Closed pcko1 closed 5 years ago
This step places the particle at the center of a molecule (SMILES) emedding. This means a particle can only jump from one molecule to another during optimization. If a particle's position update does not result into a point in space corresponding to a new molecule, it basically gets reset to the previous point. I included this cyclic step as I found that in some cases the optimizer was able to "optimize" a scoring function (e.g. QSAR model) by shifting the position without actually changing the molecule...
Hmm, by "corresponding to a new molecule" you mean a molecule different to the previous one or simply any valid molecule?
What I mean with this, is that the position in the CDDD space will change (slightly) but it will decode back to the same SMILES. Thus, its still a valid molceule (the penalty will only cover invalid SMILES). I just want to avoid optimizing the scoring function from say 0.2 to 0.8 while not changing the actual molecule (only its latent representation).
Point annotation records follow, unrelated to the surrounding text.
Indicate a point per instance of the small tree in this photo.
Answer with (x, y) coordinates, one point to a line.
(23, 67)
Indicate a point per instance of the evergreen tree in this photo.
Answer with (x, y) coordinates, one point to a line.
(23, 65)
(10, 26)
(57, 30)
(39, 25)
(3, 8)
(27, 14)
Unfortunately, this can actually happen if a molecule correspond to a larger region in the CDDD space and the scoring function (e.g. a QSAR model that takes points in this space as input) is not well defined in this region.... This is particularly problematic if you include a harsh substructure constrains and most of the molecules in the neighbourhood get penalized....
Hmm, by "corresponding to a new molecule" you mean a molecule different to the previous one or simply any valid molecule?
a molecule different to the previous one
Unfortunately, this can actually happen if a molecule correspond to a larger region in the CDDD space and the scoring function (e.g. a QSAR model that takes points in this space as input) is not well defined in this region....
ah now I understand, so you have trained your QSAR model on CDDD points and that model is very sensitive to the location of the particles, meaning that even if two locations correspond to the same underlying molecule, the QSAR molecule will give different scores! So to my understanding, if a QSAR model (trained on CDDD points) is not used in the cost function, this step can still be omitted right?
yeah... that should be true. Which is nice, because this step is computational expensive... a flag for turning this on/off would be nice then...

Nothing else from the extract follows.